People v. Hayes

JUSTICE McCULLOUGH

delivered the opinion of the court:

Defendant appeals a decision of the circuit court of Ford County ordering him to reimburse the county for the cost of his public defender’s services. Defendant maintains the circuit court erred by failing to consider a statement of assets and liabilities, by ordering recoupment despite his lack of foreseeable ability to pay it, and by failing to determine whether the $4,100 reimbursement amount was reasonable.

We vacate the recoupment order and remand for further proceedings.

Defendant was charged with aggravated battery (Ill. Rev. Stat. 1985, ch. 38, par. 12 — 4(b)(6)), two counts of criminal damage to property (Ill. Rev. Stat. 1985, ch. 38, par. 21 — 1(a)), resisting a police officer (Ill. Rev. Stat. 1985, ch. 38, par. 31 — 1), and disorderly conduct (Ill. Rev. Stat. 1985, ch. 38, par. 26 — 1(a)(1)). A jury convicted defendant of resisting a police officer. On appeal, this court reversed the conviction. People v. Hayes (1987), 57 Ill. App. 3d 1161 (unpublished Rule 23 order).

On February 9, 1987, defendant was mailed notice of a recoupment hearing. The public defender’s office filed an affidavit of services and an itemized listing of time spent on defendant’s case. The total was 82.1 hours, and the recoupment request was for $4,100. Defendant did not appear at this hearing. The court entered a default order for $4,100, which it found was a reasonable amount. Subsequently, the trial court vacated the order.

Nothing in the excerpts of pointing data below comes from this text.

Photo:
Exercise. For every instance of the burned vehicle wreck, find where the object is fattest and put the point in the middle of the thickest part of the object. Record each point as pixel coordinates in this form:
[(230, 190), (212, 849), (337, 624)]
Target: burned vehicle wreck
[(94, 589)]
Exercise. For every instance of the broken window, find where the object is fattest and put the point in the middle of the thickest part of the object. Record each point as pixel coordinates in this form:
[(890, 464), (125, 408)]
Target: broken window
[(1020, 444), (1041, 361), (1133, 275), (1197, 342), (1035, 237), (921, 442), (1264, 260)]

A second hearing occurred on February 25, 1987. Although defendant had been notified of the second hearing, he failed to appear. The court, in a bystander’s report, stated the evidence consisted of the public defender’s affidavit and that it took note that defendant was able-bodied and employable. It entered a default order for $4,100. Defendant did not seek a rehearing or move to vacate the order. The defendant appeals the order.

Section 113 — 3.1(a) of the Code of Criminal Procedure of 1963 (Code) states:

“Whenever under either Section 113 — 3 of this Code or Rule 607 of the Illinois Supreme Court the court appoints counsel to represent a defendant, the court may order the defendant to pay the Clerk of the Circuit Court a reasonable sum to reimburse either the county or the State for such representation. In a hearing to determine the amount of the payment, the court shall consider the affidavit prepared by the defendant under Section 113 — 3 of this Code and any other information pertaining to the defendant’s financial circumstances which may be submitted by the parties.” (Emphasis added.) Ill. Rev. Stat. 1985, ch. 38, par. 113 — 3.1(a).

Initially, defendant argues the court erred by failing to consider his statement of assets and liabilities. Defendant filed a statement of assets and liabilities showing an income of approximately $400 per month. He did not list any debts and owned a 1977 automobile. The bystander’s report does not indicate that the court considered this statement in ordering recoupment. Therefore, the order must be vacated. Ill. Rev. Stat. 1985, ch. 38, par. 113 — 3.1; People v. Brown (1987), 154 Ill. App. 3d 692, 506 N.E.2d 1059.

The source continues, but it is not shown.